Things to note:
Medical Treatment:Acute crisis
- All patients should wear a notification bracelet.
- Hydrocortisone, IV, 200 mg 6 hourly.
Change to oral maintenance therapy once stable.
To maintain adequate intravascular volume guided by blood pressure:
- Sodium chloride 0.9%, IV.
The fluid deficit is often several litres.
Monitor glucose levels closely and treat hypoglycaemia if present. Chronic
As maintenance therapy:
- Hydrocortisone, oral.
- Start with 10 mg in the morning and 5 mg at night.

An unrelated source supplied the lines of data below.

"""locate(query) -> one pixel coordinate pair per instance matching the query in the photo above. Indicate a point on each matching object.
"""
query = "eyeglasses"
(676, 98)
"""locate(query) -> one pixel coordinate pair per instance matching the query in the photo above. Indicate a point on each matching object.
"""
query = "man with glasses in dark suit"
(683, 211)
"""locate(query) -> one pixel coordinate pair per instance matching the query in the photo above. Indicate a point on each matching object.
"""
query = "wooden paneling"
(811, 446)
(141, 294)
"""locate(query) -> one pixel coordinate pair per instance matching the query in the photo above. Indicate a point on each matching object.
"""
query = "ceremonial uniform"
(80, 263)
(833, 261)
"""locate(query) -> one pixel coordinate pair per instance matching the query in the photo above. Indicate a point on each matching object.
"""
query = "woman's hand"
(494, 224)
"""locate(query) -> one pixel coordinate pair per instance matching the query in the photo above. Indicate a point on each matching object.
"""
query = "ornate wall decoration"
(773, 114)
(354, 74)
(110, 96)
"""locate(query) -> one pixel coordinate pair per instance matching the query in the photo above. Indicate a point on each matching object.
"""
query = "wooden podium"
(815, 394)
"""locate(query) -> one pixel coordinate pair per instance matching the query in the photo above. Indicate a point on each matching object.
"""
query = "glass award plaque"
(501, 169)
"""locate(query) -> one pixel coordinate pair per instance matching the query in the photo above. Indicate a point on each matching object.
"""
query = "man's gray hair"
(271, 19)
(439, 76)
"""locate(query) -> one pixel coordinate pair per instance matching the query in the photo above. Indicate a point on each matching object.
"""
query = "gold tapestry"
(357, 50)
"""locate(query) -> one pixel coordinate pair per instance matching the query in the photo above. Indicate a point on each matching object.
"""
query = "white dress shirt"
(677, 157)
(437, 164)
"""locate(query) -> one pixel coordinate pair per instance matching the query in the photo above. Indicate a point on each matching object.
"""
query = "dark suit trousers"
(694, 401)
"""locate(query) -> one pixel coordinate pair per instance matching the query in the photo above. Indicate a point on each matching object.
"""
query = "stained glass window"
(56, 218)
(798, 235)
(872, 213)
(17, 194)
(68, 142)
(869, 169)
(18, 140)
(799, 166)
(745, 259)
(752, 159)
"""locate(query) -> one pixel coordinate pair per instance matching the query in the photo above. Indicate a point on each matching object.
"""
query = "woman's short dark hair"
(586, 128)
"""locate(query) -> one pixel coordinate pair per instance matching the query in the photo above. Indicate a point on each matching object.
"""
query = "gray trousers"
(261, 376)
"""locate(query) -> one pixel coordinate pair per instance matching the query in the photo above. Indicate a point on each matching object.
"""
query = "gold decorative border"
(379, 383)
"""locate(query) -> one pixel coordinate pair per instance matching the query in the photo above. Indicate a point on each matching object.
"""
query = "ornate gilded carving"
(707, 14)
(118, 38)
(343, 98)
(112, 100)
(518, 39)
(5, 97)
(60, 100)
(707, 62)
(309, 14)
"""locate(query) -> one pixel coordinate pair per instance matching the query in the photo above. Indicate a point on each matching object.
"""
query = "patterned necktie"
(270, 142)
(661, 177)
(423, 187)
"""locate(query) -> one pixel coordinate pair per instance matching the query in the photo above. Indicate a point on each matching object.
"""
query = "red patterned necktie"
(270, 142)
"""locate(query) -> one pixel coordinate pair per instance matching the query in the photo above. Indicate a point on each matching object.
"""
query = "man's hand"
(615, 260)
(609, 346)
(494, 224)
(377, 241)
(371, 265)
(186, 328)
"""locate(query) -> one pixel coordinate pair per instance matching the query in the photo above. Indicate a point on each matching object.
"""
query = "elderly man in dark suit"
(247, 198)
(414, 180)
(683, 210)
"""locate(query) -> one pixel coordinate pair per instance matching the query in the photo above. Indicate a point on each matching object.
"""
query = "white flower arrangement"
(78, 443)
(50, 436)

- Increase the dose according to clinical response up to 20 mg in the morning and 10 mg at night.
- Prednisone, oral.
- Start with 5 mg daily.
- Increase to maximum of 7.5 mg daily, if necessary.
For patients who remain symptomatically hypotensive:
- Fludrocortisone, oral, 50-100 mcg daily.
Monitor response to therapy with:
- Symptoms: Improvement in fatigue and GIT disturbances.
- Blood pressure: Normotensive and no postural drop.
- Electrolytes: Normal Na+ and K+.
During times of severe stress i.e. acute illness, surgery, trauma, etc:
- Hydrocortisone, IV, 100 mg 6 hourly.
With minor stress maintenance therapy should be doubled for the duration of illness and gradually tapered to usual dose. When to refer:
- All suspected cases for full evaluation.